HATEOAS Configuration

Configuring HATEOAS STAC Provider in pygeoapi is done by simply pointing the data provider property to the local directory or remote URL and specifying the root file name (catalog.json or collection.json) in the file_types property:

Connection examples

my-remote-stac-resource:
    type: stac-collection
    ...
    providers:
        - type: stac
          name: Hateoas
          data: https://datacube-dev-data-public.s3.ca-central-1.amazonaws.com/catalog/water
          file_types: catalog.json

my-local-stac-resource:
    type: stac-collection
    ...
    providers:
        - type: stac
          name: Hateoas
          data: tests/stac
          file_types: catalog.json

FileSystem Provider

The FileSystem Provider implements STAC as a geospatial file browser through the server’s file system, supporting any level of file/directory nesting/hierarchy.

Configuring STAC in pygeoapi is done by simply pointing the data provider property to the given directory and specifying allowed file types:

Connection examples

my-stac-resource:
    type: stac-collection
    ...
    providers:
        - type: stac
          name: FileSystem
          data: /Users/tomkralidis/Dev/data/gdps
          file_types:
              - .grib2

Note

rasterio and fiona are required for describing geospatial files.

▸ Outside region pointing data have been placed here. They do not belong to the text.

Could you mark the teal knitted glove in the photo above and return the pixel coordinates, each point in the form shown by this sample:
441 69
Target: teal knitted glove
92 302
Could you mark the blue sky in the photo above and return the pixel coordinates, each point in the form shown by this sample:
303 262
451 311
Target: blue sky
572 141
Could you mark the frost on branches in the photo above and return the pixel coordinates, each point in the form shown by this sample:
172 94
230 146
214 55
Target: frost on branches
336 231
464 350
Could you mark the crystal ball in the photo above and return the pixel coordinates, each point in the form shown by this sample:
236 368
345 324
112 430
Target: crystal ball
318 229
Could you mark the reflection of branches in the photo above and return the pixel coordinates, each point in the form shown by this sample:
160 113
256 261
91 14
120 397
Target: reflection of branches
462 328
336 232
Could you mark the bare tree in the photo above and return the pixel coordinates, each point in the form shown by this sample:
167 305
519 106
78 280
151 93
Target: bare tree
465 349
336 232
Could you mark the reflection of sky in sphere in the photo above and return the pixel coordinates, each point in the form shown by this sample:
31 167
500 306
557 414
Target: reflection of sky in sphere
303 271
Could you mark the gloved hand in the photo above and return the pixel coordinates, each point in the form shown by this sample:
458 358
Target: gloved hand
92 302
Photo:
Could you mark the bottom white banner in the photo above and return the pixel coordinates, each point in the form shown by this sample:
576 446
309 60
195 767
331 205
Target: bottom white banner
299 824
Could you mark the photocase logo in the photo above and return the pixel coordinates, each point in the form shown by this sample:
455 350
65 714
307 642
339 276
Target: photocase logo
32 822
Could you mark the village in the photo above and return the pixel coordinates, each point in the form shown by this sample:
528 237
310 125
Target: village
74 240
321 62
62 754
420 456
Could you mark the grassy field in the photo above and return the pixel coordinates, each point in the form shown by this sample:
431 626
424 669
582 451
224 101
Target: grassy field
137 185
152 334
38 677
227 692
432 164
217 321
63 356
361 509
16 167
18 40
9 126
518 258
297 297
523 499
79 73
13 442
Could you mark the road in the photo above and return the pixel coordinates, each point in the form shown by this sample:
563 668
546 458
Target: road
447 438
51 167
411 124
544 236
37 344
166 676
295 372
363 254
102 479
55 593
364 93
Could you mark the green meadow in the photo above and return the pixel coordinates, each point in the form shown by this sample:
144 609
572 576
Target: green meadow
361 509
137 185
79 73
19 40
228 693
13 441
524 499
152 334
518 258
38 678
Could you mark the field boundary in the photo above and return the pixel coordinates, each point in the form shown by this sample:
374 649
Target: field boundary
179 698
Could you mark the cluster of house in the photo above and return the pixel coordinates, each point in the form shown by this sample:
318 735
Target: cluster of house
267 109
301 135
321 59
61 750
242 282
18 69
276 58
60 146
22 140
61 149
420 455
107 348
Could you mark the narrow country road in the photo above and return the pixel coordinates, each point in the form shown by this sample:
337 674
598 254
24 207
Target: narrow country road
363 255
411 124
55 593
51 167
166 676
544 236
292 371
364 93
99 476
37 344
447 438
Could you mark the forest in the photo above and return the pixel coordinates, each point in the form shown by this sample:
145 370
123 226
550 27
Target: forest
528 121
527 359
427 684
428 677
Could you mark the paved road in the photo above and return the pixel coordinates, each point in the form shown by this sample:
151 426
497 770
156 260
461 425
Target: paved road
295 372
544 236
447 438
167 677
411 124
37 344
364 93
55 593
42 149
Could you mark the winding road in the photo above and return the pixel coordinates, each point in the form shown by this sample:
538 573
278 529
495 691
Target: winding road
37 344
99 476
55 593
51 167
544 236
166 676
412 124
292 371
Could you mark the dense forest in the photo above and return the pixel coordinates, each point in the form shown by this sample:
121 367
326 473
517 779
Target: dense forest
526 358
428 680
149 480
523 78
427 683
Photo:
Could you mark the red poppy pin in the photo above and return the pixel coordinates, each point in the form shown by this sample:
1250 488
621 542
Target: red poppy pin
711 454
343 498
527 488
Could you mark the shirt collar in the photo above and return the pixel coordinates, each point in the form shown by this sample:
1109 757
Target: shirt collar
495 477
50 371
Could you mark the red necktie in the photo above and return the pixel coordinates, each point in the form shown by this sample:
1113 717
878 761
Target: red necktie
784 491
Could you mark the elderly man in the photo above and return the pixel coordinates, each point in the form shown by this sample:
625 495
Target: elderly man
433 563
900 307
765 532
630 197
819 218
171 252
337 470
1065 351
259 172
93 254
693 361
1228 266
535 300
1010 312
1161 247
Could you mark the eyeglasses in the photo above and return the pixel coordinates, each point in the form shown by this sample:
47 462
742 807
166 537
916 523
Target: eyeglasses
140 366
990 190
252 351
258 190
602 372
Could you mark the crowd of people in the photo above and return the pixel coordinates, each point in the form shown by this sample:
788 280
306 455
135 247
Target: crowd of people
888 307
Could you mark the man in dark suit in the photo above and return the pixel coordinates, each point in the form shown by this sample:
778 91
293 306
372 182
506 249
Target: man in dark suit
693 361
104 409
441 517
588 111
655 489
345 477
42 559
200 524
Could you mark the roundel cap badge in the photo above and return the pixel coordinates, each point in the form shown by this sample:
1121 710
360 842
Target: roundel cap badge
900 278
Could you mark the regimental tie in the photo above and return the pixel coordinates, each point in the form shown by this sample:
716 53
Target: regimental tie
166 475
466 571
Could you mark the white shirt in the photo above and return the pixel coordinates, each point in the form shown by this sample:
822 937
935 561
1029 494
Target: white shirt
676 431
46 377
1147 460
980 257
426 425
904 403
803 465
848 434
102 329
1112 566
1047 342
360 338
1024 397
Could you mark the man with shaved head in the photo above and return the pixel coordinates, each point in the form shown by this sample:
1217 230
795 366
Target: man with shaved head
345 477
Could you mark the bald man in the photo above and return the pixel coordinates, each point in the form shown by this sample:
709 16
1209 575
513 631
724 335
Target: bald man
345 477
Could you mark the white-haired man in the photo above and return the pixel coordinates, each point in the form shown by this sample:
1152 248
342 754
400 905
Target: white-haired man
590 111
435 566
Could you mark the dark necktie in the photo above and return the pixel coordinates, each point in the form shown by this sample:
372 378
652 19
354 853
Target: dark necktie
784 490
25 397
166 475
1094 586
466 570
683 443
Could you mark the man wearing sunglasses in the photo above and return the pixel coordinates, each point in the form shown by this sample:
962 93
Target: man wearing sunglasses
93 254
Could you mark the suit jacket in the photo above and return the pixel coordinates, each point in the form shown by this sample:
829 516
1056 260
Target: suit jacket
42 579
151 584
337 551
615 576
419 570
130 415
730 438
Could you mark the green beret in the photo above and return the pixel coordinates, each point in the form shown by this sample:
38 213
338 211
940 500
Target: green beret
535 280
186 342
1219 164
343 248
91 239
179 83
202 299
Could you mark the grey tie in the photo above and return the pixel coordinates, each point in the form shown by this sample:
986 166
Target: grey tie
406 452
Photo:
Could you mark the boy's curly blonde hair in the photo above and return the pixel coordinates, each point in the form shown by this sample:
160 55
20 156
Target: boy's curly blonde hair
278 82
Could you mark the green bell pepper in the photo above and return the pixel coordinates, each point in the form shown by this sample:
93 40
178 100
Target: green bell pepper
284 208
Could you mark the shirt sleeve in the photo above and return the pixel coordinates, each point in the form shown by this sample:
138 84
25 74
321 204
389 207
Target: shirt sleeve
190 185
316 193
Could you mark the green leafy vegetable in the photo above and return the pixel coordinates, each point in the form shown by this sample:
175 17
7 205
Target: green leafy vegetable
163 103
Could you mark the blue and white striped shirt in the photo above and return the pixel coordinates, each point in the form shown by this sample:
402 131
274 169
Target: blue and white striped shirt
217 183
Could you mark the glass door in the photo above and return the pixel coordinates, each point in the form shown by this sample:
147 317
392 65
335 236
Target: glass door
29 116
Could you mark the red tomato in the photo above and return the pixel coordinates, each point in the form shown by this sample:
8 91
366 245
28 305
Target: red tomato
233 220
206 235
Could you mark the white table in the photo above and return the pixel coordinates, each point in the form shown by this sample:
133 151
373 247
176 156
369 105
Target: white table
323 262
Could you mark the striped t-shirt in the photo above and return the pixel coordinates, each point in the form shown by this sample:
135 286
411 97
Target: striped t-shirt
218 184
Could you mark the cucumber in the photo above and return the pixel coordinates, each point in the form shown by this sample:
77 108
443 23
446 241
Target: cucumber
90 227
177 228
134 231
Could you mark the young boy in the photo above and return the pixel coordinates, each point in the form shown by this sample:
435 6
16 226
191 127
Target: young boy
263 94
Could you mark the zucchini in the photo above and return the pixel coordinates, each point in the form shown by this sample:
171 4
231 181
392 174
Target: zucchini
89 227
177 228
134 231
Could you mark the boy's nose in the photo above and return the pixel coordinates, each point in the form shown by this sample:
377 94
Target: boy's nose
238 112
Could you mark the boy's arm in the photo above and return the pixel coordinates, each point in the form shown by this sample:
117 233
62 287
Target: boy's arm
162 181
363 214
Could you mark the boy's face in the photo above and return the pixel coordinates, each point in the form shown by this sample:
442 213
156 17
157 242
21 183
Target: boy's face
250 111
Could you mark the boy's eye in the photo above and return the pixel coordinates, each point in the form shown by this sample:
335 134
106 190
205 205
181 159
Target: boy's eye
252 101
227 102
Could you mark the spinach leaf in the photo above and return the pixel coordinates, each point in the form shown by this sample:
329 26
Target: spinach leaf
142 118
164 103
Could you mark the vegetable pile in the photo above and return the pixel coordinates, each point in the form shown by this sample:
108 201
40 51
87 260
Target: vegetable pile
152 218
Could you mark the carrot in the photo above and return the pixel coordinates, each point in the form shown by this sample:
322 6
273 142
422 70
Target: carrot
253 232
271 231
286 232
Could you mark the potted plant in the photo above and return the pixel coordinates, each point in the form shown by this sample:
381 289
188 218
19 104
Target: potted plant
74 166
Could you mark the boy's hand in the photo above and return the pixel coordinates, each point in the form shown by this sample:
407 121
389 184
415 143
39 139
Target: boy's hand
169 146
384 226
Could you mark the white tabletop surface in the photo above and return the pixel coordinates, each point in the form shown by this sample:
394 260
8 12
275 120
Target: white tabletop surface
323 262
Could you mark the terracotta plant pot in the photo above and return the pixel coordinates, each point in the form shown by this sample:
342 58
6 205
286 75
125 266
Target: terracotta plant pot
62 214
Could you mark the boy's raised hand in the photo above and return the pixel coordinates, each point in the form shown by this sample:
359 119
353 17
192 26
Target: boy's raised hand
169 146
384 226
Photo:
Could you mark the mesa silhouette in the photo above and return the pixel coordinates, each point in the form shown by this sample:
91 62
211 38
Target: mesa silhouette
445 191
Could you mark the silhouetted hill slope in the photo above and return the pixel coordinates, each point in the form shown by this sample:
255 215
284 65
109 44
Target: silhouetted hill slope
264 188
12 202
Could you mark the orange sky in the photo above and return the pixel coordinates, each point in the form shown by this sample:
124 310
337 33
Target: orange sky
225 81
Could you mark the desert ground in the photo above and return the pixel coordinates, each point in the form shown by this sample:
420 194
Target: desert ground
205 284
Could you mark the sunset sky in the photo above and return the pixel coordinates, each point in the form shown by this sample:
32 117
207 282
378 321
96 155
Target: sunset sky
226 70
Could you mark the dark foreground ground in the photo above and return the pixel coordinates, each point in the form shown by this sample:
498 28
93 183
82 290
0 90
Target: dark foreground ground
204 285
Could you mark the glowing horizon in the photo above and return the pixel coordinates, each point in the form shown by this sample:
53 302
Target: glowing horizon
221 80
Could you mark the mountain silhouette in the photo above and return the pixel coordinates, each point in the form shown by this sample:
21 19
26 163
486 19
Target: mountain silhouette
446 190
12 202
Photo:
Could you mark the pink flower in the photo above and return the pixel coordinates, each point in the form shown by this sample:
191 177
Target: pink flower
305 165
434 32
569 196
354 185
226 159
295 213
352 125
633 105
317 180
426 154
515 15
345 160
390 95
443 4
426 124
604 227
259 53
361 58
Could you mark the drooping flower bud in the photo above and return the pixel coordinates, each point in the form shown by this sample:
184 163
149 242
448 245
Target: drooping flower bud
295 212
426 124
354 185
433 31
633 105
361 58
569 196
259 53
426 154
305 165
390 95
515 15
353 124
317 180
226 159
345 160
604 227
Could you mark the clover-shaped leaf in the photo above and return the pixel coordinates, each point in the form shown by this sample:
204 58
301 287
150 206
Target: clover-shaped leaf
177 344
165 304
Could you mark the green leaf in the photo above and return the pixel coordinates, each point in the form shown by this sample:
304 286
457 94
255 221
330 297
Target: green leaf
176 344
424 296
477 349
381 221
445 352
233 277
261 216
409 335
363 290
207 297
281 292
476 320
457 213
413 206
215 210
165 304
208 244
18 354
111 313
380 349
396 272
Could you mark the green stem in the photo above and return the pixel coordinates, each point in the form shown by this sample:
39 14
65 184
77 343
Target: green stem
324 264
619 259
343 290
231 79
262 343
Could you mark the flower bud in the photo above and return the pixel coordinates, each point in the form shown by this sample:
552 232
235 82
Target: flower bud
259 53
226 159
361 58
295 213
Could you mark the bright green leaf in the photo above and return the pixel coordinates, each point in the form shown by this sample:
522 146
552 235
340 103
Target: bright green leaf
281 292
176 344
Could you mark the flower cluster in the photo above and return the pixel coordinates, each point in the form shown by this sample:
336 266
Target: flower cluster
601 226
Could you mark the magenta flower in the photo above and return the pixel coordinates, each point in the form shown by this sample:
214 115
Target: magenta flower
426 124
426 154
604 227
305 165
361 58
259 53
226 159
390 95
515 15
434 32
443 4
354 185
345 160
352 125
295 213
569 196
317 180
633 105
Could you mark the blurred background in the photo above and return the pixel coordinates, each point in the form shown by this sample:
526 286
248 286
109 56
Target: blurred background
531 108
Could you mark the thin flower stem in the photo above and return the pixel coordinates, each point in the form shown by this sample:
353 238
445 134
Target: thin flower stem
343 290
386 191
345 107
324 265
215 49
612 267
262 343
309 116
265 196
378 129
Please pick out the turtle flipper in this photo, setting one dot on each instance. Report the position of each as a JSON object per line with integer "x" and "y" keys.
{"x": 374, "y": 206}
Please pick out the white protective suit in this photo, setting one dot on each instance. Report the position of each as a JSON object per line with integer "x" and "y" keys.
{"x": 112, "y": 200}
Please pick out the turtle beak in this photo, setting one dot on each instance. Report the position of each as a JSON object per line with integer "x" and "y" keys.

pygeometa metadata control files

pygeoapi’s STAC filesystem fuctionality supports pygeometa MCF files residing in the same directory as data files. If an MCF file is found, it will be used as part of generating the STAC item metadata (e.g. a file named birds.csv having an associated birds.yml file). If no MCF file is found, then pygeometa will generate the STAC item metadata from configuration and by reading the data’s properties.

Publishing ESRI Shapefiles

ESRI Shapefile publishing requires to specify all required component file extensions (.shp, .shx, .dbf) with the provider file_types option.

Data access examples

From here, browse the filesystem accordingly.